To get a better job from the re-stumping I removed all the floorboards (Baltic Pine (Sold)). I layed yellow tounge as  not to worry about damage to floorboards and will lay the new boards over these for more insulation. And use a hardwood, not a fan of baltic pine as it is to soft for a floor.

----------


## phillta

Hi Jimmy 
How did you go about selling your old floorboards? We're in a very similar position - ripping up the baltic pine boards to restump and get insulation in and then laying yellow tongue but carpeting over.It's about 40sqm and I've been wondering what to do with the boards. We've no real interest in reusing them. 
Tim

----------


## Jimmy72

Hi Philta, 
I sold my to a mate who is doing an extension on his house.  
But there are plenty of secondhand/recycled timber people around. Mine had never been touched and were under carpet so a few people where interested. It also depends on how many meters you have, because if you have a fair amount they seem to get a bit more interested. Are the 22mm thick?

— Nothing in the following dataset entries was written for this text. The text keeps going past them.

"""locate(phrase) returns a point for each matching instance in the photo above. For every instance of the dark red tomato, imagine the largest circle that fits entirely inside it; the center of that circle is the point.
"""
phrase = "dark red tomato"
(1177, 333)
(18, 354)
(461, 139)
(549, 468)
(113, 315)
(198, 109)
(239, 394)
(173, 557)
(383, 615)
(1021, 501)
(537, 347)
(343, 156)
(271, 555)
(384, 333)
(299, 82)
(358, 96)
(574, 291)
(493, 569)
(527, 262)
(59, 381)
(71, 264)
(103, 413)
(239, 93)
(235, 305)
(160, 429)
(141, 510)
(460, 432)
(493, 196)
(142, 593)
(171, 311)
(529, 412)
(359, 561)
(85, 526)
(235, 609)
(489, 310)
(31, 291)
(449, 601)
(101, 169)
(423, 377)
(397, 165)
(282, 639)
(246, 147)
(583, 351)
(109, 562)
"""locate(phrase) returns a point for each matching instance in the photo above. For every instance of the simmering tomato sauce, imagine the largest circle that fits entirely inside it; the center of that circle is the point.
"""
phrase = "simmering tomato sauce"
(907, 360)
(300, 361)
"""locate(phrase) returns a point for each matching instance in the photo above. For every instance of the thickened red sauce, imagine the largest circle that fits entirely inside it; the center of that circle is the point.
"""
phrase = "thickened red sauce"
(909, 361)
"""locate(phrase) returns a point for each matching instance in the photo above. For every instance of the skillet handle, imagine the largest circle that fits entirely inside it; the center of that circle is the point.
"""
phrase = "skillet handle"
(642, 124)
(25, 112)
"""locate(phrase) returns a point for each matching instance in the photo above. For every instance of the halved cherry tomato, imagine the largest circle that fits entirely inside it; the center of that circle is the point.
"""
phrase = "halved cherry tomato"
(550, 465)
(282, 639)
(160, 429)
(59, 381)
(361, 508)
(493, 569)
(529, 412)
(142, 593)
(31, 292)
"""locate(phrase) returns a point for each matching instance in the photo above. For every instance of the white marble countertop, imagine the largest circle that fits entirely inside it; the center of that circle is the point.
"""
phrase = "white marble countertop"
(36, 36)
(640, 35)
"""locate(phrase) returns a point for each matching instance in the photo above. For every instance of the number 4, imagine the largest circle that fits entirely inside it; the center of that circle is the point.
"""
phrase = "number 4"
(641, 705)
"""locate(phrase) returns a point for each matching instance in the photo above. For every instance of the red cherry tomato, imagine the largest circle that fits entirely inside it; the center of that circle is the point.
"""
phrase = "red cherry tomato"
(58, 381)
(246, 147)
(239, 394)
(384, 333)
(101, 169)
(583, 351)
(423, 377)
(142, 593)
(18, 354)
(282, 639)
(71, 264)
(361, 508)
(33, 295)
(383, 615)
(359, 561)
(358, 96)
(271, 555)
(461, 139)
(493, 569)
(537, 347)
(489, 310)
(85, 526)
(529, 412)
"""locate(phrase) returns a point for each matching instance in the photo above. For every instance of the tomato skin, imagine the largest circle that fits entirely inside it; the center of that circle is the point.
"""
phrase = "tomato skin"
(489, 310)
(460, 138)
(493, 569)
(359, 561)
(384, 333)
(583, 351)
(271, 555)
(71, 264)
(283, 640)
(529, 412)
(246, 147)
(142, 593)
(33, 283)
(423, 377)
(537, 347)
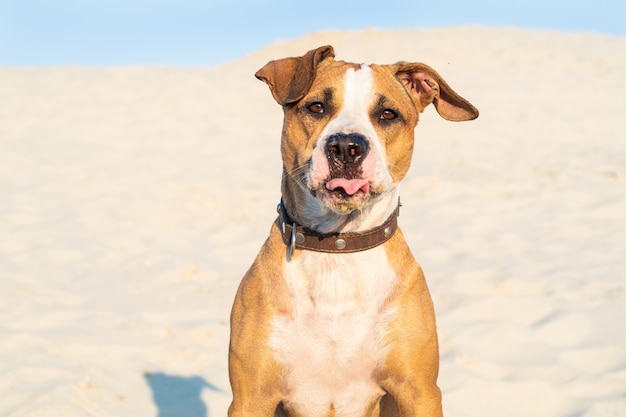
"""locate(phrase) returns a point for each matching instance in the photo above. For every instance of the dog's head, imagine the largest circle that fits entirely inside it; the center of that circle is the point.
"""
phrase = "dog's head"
(348, 132)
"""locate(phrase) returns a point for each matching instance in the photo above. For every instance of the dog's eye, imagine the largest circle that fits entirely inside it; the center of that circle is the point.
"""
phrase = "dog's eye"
(388, 114)
(317, 107)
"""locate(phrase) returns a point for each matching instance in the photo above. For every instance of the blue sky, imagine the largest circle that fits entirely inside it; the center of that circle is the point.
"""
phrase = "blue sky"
(201, 33)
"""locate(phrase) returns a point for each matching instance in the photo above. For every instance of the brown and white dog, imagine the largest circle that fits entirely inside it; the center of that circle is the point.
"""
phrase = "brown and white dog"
(334, 317)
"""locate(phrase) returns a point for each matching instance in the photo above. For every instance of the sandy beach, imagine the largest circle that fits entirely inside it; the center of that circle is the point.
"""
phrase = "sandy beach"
(133, 200)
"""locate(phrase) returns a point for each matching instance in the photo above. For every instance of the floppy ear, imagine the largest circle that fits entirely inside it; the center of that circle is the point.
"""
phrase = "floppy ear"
(426, 86)
(290, 78)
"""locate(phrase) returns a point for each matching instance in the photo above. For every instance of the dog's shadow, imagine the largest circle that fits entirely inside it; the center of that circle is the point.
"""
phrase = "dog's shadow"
(177, 396)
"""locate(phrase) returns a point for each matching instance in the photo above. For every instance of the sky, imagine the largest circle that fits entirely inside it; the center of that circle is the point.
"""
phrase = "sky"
(210, 32)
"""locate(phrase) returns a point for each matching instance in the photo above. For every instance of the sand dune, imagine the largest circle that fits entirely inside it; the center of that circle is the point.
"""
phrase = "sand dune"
(133, 199)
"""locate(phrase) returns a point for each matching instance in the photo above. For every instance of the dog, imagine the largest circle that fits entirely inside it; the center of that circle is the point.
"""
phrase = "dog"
(334, 317)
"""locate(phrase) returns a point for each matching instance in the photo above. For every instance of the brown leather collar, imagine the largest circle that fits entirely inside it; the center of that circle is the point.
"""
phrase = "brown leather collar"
(298, 237)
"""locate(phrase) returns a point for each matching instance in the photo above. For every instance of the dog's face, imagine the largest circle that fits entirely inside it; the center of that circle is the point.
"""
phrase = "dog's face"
(349, 128)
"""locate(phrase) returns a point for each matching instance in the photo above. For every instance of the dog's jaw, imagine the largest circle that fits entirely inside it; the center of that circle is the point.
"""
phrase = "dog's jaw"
(342, 199)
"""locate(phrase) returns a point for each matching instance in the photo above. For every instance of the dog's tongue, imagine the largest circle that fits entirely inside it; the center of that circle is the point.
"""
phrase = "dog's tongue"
(349, 186)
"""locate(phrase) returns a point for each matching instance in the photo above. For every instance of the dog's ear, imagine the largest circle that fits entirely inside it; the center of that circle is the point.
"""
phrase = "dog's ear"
(290, 78)
(426, 86)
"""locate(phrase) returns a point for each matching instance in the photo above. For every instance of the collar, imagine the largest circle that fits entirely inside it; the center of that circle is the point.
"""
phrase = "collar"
(299, 237)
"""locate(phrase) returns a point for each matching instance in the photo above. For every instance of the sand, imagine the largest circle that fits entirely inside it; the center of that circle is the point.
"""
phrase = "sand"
(133, 200)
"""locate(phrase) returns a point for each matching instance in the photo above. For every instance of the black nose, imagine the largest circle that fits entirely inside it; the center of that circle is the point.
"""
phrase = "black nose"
(344, 149)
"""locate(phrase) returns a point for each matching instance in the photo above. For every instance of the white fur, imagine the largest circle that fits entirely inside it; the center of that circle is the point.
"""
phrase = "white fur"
(335, 338)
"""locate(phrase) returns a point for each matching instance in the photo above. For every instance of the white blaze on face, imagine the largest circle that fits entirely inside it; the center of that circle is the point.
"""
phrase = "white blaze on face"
(354, 117)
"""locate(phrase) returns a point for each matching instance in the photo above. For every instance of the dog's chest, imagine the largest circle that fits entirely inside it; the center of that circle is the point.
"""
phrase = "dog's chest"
(334, 338)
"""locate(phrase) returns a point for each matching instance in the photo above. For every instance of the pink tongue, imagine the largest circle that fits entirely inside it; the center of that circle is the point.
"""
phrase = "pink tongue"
(349, 186)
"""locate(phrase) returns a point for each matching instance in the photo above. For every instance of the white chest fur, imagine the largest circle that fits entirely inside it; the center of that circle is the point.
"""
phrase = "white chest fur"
(335, 337)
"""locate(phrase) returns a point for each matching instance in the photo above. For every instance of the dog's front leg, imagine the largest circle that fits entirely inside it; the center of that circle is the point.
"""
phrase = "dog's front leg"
(254, 375)
(412, 364)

Good if they are they get more interested. 
Cheers

----------


## shed108

> Hi Jimmy 
> How did you go about selling your old floorboards? We're in a very similar position - ripping up the baltic pine boards to restump and get insulation in and then laying yellow tongue but carpeting over.It's about 40sqm and I've been wondering what to do with the boards. We've no real interest in reusing them. 
> Tim

  I'm looking at needing some Baltic pine boards, if you like let me know what size the boards are, and I'll see if they match.  Love the reno, must be so satisfying stripping back to the frame and fixing every little thing so YOU know it is done correctly and not going to cause you hassles later.

----------


## Jimmy72

Hi Tim, 
Sorry mate but all the floorboards went long ago.Yeah it is good getting it back to a clean frame. It means I can put in max insulation. I am working on the outside at the moment so I can get the weatherboards off and put up a weather barrier. I hired a sandblasting crew to speed it up turned out pretty good. This heat is killing me at the moment.

----------


## Jimmy72

As well as the epic Man vs Tree. The gas pipe and telephone line run through it. So I dug it out :Shock:

----------


## phillta

Seriously Jimmy, your place is so similar to mine it's scary, even down to the whacking great stump in the front yard - and we're living in the back while we're pulling it all apart too. 
Have you got someone lined up to do your roof? We struggled a bit in that regard so I'm interested to hear how you've gone.

----------


## Jimmy72

Hi Tim, 
I'm getting a local roofer to do it 'Joe Conway Roofing'. $3500 only for the roof, no guttering as I have to do the fascia. Good bloke. 
PS. Some of the back isn't getting done just yet. Not until the extension.

----------